A la croisée du transept, quatre forts piliers montent d'un seul jet jusqu'aux arcs qui soutiennent, au-dessus du vide, le tambour octogonal de la coupole. Au-delà, le sanctuaire proprement dit comprend une travée droite prolongeant en élévation la disposition de la nef, puis le fer à cheval du chœur coiffé d'une voûte en cul-de-four allongé.
Autour du sanctuaire, les magnifiques grilles romanes, faites d'enroulements de fer forgé et terminées à près de trois mètres de haut par des pointes acérées, assuraient la protection des reliquaires contre toutes les convoitises. Derrière elles, les pèlerins se trouvaient cantonnés dans le déambulatoire où ils disposaient de bancs de pierre pour se reposer des fatigues de la longue route. Il faut noter la division du déambulatoire en sept travées ; ce chiffre symbolique, déjà rencontré à propos des arcades du chœur et des chapelles orientales, semble donc caractériser les parties «tournantes » de l'abbatiale. Faut-il y voir une simple coïncidence ?

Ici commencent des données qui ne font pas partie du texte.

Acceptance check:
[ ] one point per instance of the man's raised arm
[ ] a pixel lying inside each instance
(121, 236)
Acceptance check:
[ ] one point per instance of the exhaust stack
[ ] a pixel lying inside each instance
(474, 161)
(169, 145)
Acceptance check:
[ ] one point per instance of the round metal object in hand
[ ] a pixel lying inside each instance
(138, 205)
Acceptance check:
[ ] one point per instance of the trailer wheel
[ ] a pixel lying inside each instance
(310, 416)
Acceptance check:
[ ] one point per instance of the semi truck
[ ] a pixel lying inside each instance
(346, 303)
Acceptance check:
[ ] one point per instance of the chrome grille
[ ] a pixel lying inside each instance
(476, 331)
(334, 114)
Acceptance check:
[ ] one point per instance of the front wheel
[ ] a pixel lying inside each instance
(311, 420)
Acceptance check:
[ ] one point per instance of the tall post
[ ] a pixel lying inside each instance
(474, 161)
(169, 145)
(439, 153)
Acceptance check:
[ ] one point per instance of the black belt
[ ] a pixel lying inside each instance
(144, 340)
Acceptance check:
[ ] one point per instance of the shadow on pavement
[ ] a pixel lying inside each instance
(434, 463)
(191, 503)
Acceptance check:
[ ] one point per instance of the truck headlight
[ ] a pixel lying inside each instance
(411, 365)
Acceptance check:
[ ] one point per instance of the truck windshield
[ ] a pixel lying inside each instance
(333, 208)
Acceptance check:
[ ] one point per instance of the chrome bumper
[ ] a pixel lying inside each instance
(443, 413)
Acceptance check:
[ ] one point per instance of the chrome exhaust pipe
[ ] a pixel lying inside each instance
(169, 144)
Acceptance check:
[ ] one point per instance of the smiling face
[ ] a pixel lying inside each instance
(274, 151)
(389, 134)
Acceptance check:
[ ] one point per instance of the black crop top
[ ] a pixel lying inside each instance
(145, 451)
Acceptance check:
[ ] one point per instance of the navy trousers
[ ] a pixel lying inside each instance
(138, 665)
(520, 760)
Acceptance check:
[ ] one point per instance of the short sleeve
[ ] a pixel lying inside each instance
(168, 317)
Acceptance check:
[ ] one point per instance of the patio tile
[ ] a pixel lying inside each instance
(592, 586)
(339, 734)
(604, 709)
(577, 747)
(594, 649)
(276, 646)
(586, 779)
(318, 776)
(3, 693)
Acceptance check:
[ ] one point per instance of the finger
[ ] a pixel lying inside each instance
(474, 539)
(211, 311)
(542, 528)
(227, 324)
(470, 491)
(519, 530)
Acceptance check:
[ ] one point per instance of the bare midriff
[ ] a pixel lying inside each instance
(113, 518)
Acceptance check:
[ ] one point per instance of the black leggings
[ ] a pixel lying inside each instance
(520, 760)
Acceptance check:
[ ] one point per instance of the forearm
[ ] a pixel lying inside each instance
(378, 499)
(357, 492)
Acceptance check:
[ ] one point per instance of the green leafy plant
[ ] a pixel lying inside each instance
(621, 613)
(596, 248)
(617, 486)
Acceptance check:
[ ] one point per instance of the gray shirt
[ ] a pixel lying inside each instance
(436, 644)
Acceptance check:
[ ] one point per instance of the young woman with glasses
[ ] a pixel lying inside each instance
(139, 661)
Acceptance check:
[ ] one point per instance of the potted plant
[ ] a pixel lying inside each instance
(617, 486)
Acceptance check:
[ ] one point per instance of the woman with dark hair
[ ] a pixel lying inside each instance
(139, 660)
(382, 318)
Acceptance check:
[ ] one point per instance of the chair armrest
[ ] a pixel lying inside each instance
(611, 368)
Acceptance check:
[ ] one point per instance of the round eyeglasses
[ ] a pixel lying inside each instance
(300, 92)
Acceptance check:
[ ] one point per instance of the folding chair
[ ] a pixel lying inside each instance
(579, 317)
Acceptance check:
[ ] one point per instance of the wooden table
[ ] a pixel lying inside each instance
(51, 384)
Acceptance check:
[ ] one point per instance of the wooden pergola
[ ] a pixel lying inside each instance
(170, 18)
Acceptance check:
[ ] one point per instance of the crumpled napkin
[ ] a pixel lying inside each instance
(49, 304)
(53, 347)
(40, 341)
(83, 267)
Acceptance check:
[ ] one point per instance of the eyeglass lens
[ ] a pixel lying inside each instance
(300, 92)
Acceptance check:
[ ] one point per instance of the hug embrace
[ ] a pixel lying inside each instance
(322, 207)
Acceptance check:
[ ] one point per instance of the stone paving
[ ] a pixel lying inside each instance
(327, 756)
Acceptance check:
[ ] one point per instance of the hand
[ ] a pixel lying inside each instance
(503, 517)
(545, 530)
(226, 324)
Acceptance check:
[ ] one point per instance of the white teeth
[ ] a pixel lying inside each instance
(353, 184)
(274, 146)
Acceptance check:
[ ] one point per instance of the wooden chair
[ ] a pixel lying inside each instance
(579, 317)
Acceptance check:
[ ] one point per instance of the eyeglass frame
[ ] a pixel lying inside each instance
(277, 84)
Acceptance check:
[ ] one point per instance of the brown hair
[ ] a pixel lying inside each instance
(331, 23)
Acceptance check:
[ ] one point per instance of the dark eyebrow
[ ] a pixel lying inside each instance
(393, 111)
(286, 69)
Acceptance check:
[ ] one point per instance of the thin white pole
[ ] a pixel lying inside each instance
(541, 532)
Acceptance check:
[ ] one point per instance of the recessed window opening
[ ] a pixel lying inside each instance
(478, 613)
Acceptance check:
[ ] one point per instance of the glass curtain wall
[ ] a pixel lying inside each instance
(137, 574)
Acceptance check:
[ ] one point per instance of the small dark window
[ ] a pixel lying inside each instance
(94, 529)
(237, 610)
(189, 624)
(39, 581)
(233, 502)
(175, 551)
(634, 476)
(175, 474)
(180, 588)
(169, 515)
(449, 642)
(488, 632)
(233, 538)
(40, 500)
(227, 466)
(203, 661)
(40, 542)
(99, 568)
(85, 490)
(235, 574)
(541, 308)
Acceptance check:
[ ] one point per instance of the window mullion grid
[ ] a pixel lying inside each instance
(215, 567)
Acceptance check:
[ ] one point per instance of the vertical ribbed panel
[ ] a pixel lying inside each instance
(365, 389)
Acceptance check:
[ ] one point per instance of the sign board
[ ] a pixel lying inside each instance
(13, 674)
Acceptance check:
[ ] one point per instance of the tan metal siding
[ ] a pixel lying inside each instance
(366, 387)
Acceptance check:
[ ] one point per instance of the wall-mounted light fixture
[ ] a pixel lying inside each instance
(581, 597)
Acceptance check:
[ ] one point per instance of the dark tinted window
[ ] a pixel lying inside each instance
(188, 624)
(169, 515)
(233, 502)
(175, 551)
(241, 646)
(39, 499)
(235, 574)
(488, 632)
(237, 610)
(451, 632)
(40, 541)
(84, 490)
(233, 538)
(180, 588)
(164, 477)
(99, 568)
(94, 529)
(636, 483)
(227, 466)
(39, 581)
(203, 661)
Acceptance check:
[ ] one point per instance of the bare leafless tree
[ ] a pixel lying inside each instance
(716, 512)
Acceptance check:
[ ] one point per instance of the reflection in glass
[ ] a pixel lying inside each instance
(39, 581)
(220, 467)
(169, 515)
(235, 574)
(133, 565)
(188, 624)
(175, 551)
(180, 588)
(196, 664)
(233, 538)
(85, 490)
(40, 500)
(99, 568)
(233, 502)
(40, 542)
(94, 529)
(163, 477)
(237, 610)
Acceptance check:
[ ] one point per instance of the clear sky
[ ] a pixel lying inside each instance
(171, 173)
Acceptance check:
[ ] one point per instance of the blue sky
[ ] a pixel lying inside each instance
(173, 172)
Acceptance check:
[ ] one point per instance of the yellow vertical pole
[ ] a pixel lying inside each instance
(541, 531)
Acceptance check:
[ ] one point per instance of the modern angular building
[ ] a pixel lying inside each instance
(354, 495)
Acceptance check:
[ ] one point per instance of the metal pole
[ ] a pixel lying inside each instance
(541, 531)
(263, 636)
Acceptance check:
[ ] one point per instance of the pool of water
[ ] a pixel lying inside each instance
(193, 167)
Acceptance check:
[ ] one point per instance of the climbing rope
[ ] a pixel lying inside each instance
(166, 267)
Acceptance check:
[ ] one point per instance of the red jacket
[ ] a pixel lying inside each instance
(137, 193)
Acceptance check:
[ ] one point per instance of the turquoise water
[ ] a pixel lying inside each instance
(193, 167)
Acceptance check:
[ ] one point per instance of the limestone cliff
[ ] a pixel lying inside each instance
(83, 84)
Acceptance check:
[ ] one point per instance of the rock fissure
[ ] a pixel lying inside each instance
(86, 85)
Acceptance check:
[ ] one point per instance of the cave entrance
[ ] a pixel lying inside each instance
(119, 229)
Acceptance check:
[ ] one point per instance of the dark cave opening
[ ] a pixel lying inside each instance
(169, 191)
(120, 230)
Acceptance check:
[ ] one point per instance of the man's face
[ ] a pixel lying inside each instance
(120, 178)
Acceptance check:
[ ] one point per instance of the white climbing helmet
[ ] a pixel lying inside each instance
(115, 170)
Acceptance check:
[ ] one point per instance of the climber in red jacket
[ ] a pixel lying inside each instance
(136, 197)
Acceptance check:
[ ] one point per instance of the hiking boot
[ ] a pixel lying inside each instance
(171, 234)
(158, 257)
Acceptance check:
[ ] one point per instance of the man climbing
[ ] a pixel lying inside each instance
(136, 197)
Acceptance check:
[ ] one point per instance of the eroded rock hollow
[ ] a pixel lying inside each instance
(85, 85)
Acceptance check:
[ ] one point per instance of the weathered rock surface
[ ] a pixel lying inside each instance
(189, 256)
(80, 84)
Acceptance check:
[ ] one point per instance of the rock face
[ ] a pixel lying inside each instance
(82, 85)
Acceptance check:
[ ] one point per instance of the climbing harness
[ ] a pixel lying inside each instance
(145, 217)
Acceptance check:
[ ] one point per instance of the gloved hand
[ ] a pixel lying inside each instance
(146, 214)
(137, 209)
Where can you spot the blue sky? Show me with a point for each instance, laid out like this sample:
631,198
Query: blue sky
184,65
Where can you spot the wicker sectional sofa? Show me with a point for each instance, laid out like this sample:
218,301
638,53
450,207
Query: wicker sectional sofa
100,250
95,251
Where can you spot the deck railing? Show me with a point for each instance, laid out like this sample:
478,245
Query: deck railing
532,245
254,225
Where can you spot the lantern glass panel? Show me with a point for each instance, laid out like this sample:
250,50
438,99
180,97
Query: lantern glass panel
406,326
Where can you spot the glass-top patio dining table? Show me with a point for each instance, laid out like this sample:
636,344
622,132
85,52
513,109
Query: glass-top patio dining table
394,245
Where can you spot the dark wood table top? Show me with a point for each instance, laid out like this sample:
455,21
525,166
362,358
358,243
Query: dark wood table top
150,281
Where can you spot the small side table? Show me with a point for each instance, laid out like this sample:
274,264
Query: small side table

Les tribunes offrent des vues plongeantes d'un effet saisissant. Leur fonction est beaucoup plus architecturale qu'utilitaire puisqu'elles assurent, en fait, la stabilité de l'ensemble du monument. Au-dessus des collatéraux, leurs voûtes en quart de cercle viennent s'appliquer à la naissance même du grand berceau de la nef et des croisillons, de chaque côté, à l'endroit où les poussées sont les plus fortes. Elles le contrebutent sur toute sa longueur, jouant le même rôle que les arcs-boutants gothiques, mais de manière continue. Ce système cohérent, apparu presque simultanément à Conques, à Saint-Sernin de Toulouse et à Saint-Jacques de Compostelle, favorisa à la fois le développement de la nef en hauteur et l'évidement de ses murs latéraux. En effet, les tribunes sont largement ouvertes grâce à une série de baies groupées par paires et inscrites dans un arc de décharge.
A cette unité et à cette fonctionnalité des lignes architecturales de l'édifice, correspondent la variété et la richesse de la décoration sculptée, aussi bien au niveau des fascinants chapiteaux romans qui témoignent du talent et de la verve des sculpteurs du Moyen Age que de l'extraordinaire tympan du Jugement dernier, un chef-d'œuvre absolu de l'art du XIIe siècle.